Chupícuaro

  • Environment and Geography

    This culture’s territory was located in what is now the far north of Mexico, in the area of the states of Jalisco, Nayarit, Colima, Guerrero, Michoacán, and particularly Guanajuato. The region comprises three types of natural landscape: plateaus, volcanic mountain ranges, and grasslands. The grasslands are semi-tropical while the other areas have a temperate climate.

  • Economy and Technology

    The Chupícuaro economy was based on growing maize, beans, and gourds on suitable land close to riverbanks and on nearby hills. They complemented these activities with hunting, gathering, and fishing. Artifacts related to their resource use include obsidian arrowheads, maize crushing stones, and grinders.

  • Art

    The Chupícuaro produced polished ceramics decorated mainly with black and cream geometrical designs on a red background. The ceramic forms they made include bowls with conical bases, dishes, and some bottles with stirrup handles. Multicolored human figurines were also made and decorated with the same designs used on their dishes, with barely discernable facial features. The best known Chupícuaro female figurines are the “diagonal eyed” figures, which were occasionally painted in vivid colors but usually left unpainted and finely decorated with appliqués of clay and clay slip. These figures are mostly represented nude and with clearly female anatomy, but some pieces are wearing elaborate headdresses and clothing, and all sport unique hairstyles and body decorations. The figurines date from the last stage of the ancient tradition of female representations that began with the Tlatilco culture. The Chupícuaro also produced ceramic flutes, ocarinas, and earpieces, and used bone and seashell to make a wide variety of ornaments.

  • Social Organization

    Few details of Chupícuaro social organization are known, but it is believed that individuals had specialized roles in production, given their mixed economy and their highly developed ceramic tradition.

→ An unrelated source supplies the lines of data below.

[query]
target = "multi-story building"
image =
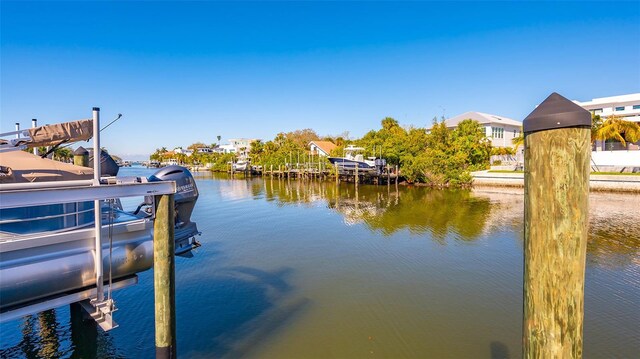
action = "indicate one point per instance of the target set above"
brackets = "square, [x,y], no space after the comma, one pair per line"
[625,106]
[501,130]
[242,146]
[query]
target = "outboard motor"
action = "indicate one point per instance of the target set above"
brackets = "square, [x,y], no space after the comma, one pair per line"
[108,166]
[185,200]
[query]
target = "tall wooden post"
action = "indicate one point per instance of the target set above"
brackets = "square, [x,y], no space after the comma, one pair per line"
[164,277]
[556,214]
[397,175]
[357,179]
[388,176]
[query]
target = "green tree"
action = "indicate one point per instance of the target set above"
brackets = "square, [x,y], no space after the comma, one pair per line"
[615,128]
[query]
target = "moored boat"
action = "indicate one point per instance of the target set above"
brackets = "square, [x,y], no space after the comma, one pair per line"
[49,250]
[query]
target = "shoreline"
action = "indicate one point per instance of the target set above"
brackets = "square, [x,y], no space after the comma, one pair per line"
[597,183]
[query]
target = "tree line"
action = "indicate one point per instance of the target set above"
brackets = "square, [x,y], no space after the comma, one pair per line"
[438,156]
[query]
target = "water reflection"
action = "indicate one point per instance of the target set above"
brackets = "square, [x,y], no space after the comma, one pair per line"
[389,209]
[614,236]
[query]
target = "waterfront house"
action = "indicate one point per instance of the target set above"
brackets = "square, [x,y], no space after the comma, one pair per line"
[626,107]
[501,130]
[321,148]
[242,146]
[179,150]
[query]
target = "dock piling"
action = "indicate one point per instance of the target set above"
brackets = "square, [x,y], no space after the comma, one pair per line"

  • Beliefs and Funerary Practices

    The Chupícuaro buried their dead in simple tombs that were 1.5-2 meters deep. The bodies were laid out on their backs and in no fixed orientation, although graves are often found around tecuiles or fire sites. Other earlier gravesites are marked with balls of rock. Abundant offerings are found near the graves, including ceramic items, figurines, and jade ornaments. In some cases, dogs were carefully buried alongside the deceased, perhaps in order to guide their owners to the next world. Urn burials ascribed to the Chupícuaro have also been found, as well as uncontextualized decapitated skulls, which has been interpreted as evidence of headhunting.

  • Settlement Pattern

    The Chupícuaro settled in permanent villages, where they built homes on platforms with stone facing and packed earth floors. They sometimes formed groups of dwellings that can be discerned today as lines of stones. No temple structures have been found, but there is evidence at the site of Tlatilco of an earthen platform that may have served as the base of a Chupícuaro temple, a pyramid made of some material that has since perished. This temple would have shared space with a group of residences also made from perishable materials.

  • History

    The Chupícuaro culture had its origins in the Ticomán culture, but emerged in the late pre-classical and early classical periods. Its ceramic tradition is related to those of El Arbolillo and Zacatenco, and the use of the stirrup handle has led to speculation that they may have been connected to Northern Peruvian cultures, in which this style of ceramic handle was common.